Opponents have threatened a Senate procedural roadblock known as a filibuster. It was unclear if they could prevent backers from mustering the needed 60 votes in the 100-member, Republican-led chamber to cut off such a tactic.
A vote was set for Friday.
A Senate Democratic leadership aide said opponents seemed to have from 40 to 46 votes to sustain a filibuster. Republicans said it was uncertain how many votes they would have.
“It’s going to be close,” a Senate Republican aide said.
Bush weighed into the fray, saying, “The Patriot Act is scheduled to expire at the end of the month, but the terrorist threat will not expire on that schedule.”
“In the war on terror, we cannot afford to be without this law for a single moment. I urge the Senate to pass this legislation promptly and reauthorize the Patriot Act,” Bush said in a statement.
If Senate proponents are unable to pass the measure, one option suggested by opponents would be to approve a temporary extension of the act as currently written until a new agreement could be reached between the House and Senate.
But Senate Majority Leader Bill Frist, a Tennessee Republican, said, “I am opposed to a short-term extension,” and called on senators to pass the House-passed measure.
“Today’s overwhelming bipartisan vote in the House for the Patriot Act — with the support of 44 Democrats, including members of the House Democratic leadership — shows that we can all unite to make America safer from terrorism while safeguarding our civil rights and civil liberties,” Frist said.
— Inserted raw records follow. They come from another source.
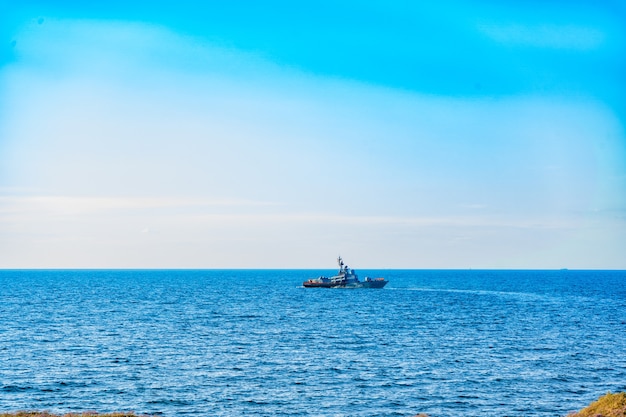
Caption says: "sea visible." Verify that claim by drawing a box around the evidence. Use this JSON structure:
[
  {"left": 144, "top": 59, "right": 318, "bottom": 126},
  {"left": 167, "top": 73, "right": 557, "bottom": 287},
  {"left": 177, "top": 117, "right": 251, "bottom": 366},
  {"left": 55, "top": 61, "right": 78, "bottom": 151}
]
[{"left": 1, "top": 269, "right": 625, "bottom": 417}]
The Patriot Act was first passed after the September 11, 2001, attacks on the United States to expand the power of the federal government to track down terrorists.
The House-passed compromise would make permanent 14 provisions set to expire on December 31, including ones allowing the sharing of information by intelligence and law enforcement agencies.
In a concession to critics, the legislation would extend three others by four years rather than seven years as proposed earlier.
Those provisions cover rules for tracking “lone-wolf” terrorists, who operate independent of outside groups, as well as wiretaps and court orders for records from businesses, libraries and others in intelligence cases.
The legislation would amend the ability of law enforcement agents to obtain library records, requiring a court to be satisfied the records were relevant to a terrorism investigation.
In a “Dear Colleague” letter, nine senators — five Democrats and four Republicans — called for additional changes.
They charged the measure would allow “fishing expeditions targeting innocent Americans,” and said the government should be “required to convince a judge” that records they want are connected to a “suspected terrorist or spy.”
U.S. Homeland Security Secretary Michael Chertoff told Reuters during a visit to New York the Patriot Act “has proven to be a very effective tool in fighting terror.”
“I don’t think there has been any real case made that it’s been abused,” he said.